12. A landing assembly for use within a subterranean wellbore, the landing assembly comprising:

an outer housing having a central axis and configured to be coaxially coupled to a tubular string; and

a central landing assembly disposed within the outer housing;

an annulus between the outer housing and the central landing assembly;

wherein the central landing assembly comprises:

a first landing surface;

a first plurality of ports; and

a second plurality of ports;

wherein the first plurality of ports is disposed on an axially opposite side of the first landing surface from the second plurality of ports; and wherein the central landing assembly is configured to actuate from a first position, in which the second plurality of ports are not in fluid communication with the annulus, to a second position in which the second plurality of ports are in fluid communication with the annulus, upon engagement of a first flowable valve member with the first landing surface.

13. The landing assembly of claim 12, wherein the first plurality of ports are in fluid communication with the annulus when the central landing assembly is in both the first position and the second position.

14. The landing assembly of claim 13, wherein the central landing assembly further comprises:

a first landing sleeve, further comprising the first landing surface;

a second landing sleeve, further comprising a second landing surface; and a central sleeve coupled to and disposed axially between each of the first landing sleeve and the second landing sleeve.

15. The landing assembly of claim 14, wherein the first plurality of ports extend radially through the first landing sleeve;

wherein the second plurality of ports extend through the second landing sleeve; and

wherein the central sleeve comprises a third plurality of ports that are aligned with the second plurality of ports when the central landing assembly is in both the first position and the second position.

16. The landing assembly of claim 15, wherein the central landing assembly is configured to actuate from the second position to a third position upon engagement of a second flowable valve member with the second landing surface, wherein when the central landing assembly is in the third position, the second plurality of ports are misaligned with the third plurality of ports

17. The landing assembly of claim 14, wherein the first plurality of ports extend radially through the first landing sleeve, and wherein the second plurality of ports extend through the central sleeve.

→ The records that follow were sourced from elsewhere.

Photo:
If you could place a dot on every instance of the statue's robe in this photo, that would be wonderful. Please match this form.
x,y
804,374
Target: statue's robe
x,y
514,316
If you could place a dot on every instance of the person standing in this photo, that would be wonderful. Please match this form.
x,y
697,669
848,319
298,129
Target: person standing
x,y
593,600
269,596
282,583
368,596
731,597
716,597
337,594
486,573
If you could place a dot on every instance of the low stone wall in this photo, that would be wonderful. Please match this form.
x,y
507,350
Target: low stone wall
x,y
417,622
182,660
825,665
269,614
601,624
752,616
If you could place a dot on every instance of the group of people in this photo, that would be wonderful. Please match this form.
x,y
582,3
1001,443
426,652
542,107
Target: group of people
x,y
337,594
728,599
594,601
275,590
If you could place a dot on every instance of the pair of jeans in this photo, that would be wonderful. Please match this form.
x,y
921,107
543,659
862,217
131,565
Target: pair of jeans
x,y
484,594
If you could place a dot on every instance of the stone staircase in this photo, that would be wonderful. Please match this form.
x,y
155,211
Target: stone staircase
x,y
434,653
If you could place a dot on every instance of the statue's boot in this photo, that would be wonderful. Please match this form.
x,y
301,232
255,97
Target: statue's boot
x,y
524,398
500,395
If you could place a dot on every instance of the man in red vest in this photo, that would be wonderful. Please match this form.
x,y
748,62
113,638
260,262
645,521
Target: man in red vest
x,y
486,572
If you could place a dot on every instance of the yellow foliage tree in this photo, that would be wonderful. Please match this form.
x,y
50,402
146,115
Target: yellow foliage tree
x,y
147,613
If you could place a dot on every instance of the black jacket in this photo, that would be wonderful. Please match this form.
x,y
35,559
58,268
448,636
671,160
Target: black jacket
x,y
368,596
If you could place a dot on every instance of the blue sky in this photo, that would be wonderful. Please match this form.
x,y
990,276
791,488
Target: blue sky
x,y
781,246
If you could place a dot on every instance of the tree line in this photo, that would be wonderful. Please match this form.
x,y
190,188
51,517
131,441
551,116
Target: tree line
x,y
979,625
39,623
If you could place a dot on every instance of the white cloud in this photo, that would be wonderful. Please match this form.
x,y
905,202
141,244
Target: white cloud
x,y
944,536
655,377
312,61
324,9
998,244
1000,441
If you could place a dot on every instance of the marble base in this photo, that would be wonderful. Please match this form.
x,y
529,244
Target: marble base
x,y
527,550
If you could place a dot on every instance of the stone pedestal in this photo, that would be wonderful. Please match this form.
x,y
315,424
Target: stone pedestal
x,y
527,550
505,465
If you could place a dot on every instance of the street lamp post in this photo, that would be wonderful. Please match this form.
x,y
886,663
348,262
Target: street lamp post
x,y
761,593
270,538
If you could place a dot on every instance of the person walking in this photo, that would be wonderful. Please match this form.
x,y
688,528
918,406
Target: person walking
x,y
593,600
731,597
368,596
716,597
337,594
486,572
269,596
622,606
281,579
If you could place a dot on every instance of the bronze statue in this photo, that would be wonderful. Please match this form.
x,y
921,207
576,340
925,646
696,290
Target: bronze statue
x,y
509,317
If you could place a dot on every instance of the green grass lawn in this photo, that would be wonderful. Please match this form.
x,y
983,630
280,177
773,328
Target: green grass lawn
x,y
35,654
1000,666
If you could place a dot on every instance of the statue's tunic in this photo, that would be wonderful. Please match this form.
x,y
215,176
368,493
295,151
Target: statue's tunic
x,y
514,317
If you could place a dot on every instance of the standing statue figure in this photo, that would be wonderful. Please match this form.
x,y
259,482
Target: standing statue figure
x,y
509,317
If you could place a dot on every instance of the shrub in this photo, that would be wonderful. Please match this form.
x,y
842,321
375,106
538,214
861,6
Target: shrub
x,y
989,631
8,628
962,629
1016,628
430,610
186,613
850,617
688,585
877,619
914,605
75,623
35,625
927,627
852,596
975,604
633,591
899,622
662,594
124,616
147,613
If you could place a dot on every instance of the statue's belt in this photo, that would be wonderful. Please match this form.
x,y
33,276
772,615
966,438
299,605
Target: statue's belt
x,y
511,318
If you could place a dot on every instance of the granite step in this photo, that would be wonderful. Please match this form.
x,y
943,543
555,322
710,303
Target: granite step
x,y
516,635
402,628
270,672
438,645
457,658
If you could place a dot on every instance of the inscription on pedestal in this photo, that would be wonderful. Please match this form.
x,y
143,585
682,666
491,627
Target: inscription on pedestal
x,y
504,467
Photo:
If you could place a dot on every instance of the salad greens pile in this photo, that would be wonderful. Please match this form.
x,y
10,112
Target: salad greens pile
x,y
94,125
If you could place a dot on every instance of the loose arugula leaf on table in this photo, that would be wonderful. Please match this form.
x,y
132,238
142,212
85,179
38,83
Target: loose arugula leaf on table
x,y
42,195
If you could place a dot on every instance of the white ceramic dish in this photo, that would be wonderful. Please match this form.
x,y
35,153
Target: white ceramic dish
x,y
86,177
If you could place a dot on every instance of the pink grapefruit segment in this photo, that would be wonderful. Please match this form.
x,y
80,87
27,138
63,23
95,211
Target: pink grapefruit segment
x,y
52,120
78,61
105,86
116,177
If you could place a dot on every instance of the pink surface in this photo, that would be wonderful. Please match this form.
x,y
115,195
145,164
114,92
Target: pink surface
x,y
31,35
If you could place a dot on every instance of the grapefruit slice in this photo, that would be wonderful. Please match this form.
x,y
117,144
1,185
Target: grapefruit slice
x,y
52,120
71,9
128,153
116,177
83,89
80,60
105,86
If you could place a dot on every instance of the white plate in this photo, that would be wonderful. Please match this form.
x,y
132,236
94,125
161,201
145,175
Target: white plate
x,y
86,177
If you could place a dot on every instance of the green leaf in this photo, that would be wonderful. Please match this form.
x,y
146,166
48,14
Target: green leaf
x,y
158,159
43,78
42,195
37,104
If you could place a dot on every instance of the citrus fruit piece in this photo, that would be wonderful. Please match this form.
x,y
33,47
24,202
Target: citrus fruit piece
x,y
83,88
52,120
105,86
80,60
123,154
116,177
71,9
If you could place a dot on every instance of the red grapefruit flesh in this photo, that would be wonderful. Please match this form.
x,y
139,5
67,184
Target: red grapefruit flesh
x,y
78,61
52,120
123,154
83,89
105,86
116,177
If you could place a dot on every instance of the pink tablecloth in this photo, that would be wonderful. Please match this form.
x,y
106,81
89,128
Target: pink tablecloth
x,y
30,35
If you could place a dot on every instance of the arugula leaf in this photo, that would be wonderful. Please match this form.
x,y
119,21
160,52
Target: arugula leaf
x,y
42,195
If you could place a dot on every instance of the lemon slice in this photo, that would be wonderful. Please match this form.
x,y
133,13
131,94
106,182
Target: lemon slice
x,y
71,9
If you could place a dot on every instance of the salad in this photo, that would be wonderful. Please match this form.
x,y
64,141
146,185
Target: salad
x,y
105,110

18. The landing assembly of claim 12, further comprising a burst disc mounted to the outer housing; wherein the burst disc is not in fluid communication with a central throughbore of the first landing sleeve when the central landing assembly is the first position; and

wherein the burst disc is in fluid communication with the central throughbore of the first landing sleeve when the central landing assembly is in the second position.

19. A method, comprising:

(a) coupling a landing assembly to a tubular string, the landing assembly having a central axis;

(b) inserting the landing assembly and the tubular string within a subterranean wellbore;

(c) flowing a first flowable valve member into the tubular string;

(d) landing the first flowable valve member on a first landing surface within the landing assembly;

(e) opening a bypass flow path as a result of (d), wherein the bypass flow path extends from a first plurality of ports in the landing assembly that are uphole of the first landing surface to a second plurality of ports in the landing assembly that are downhole of the first landing surface;

(f) flowing a second flowable valve member into the tubular string;

(g) landing the second flowable valve member on a second landing surface; and

(h) closing the bypass flow path as a result of (g).

20. The method of claim 19, further comprising actuating the second landing surface from a radially withdrawn position to a radially collapsed position as a result of (d).